Integrating Conceptual and Empirical Studies of Data to Guide Curatorial Processes
Carole L. Palmer, Tiffany C. Chao, Nicholas M. Weber, Simone Sacchi, Karen M. Wickett, Allen H. Renear, Karen Baker, Andrea Thomer, & David Dubin
Two research teams within the Data Conservancy (http://dataconservancy.org/) project are investigating different aspects of scientific data curation. Data Concepts is developing a conceptual model to foster shared understanding of identity conditions and representation levels for data sets. Data Practices is conducting qualitative studies of data production and use in the earth and life sciences, analyzing curation needs, cultures of sharing, and re-use potential across disciplines. This poster will illustrate the integration of results from three phases of research to develop a more comprehensive and practical analysis of fundamental aspects of data curation.
• Phase 1, Data Concepts team - Preliminary framework for definitions of “dataset” based on review of technical documentation and scientific literature, to support curation and integration of data across disciplines. Found four common features across definitions--grouping, content, relatedness, and purpose, elaborating each based on evidence from the literature.

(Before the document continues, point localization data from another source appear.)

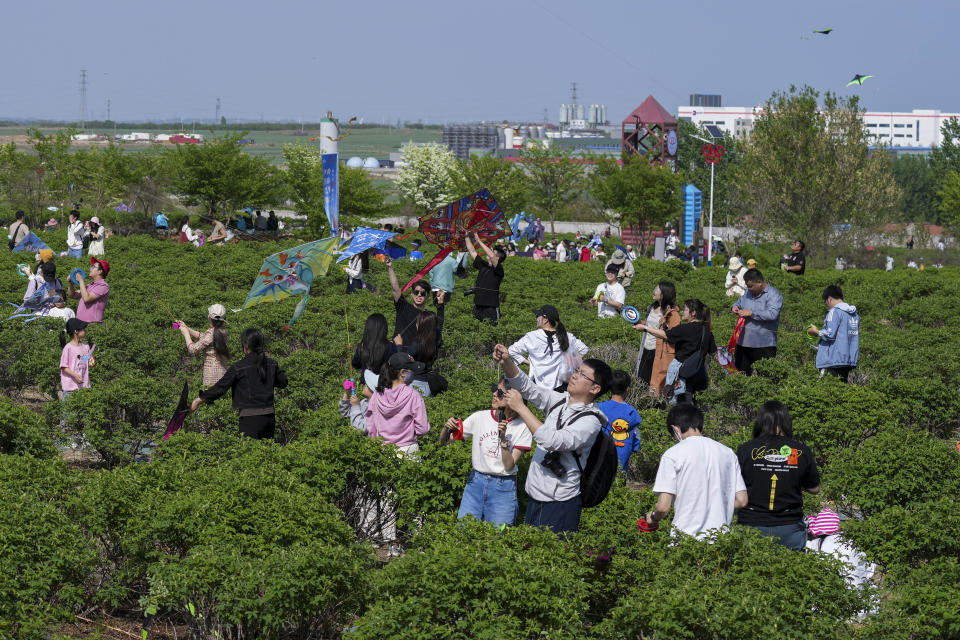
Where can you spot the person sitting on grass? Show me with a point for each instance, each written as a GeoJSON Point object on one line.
{"type": "Point", "coordinates": [499, 439]}
{"type": "Point", "coordinates": [623, 418]}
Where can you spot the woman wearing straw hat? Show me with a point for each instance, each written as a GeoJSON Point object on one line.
{"type": "Point", "coordinates": [734, 283]}
{"type": "Point", "coordinates": [212, 342]}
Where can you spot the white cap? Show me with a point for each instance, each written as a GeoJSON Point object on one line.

• Phase 2, Data Practices team - Conceptual mapping of data characteristics, data practices, and curation activities, consisting of approximately 145 terms. Emphasizes relationships between data practices and curatorial activities for application to description and assessment of curation services.
• Phase 3, Data Practices team - Analytic potential concept developed as a theoretical approach to assessing the value of data beyond its original intended use. Extends Hjørland’s (1997) notion of “epistemological potential”, acknowledging the essential condition of preservation readiness and two key interrelated factors, potential user communities and fit for purpose.
We will demonstrate how the Phase 1 framework has been tested and extended based on empirical data and analysis from Phases 2-3. In particular, we show how scientists’ practices and ideas about meaningful units of data adhere to and diverge from the framework’s conception of “grouping”. We also identify and discuss additional elements of “purpose” needed to inform the curatorial processes of selection and appraisal and set curation priorities for making data fit for long-term use.
Cragin, M.H., Palmer, C.L., & Chao, T.C. (2010). Relating data practices, types, and curation functions: An empirically derived framework. Poster presented at the Annual Meeting of the American Society for Information Science & Technology (ASIS&T), October 22-27, 2010, Pittsburgh, PA.
Hjørland, B. (1997). Information Seeking and Subject Representation: An Activity-Theoretical Approach to Information Science. Westport, CT: Greenwood.
Palmer, C.L., Weber, N.M., & Cragin, M.H. (2011). The analytic potential of scientific data: Understanding re-use value. Proceedings of the Annual Meeting of the American Society for Information Science & Technology (ASIS&T), October 9-12, 2011, New Orleans, LA.
Renear, A., Sacchi, S., & Wickett, K. (2010). Definitions of dataset in the scientific and technical literature. Proceedings of the Annual Meeting of the American Society for Information Science & Technology (ASIS&T), October 22-27, 2010, Pittsburgh, PA.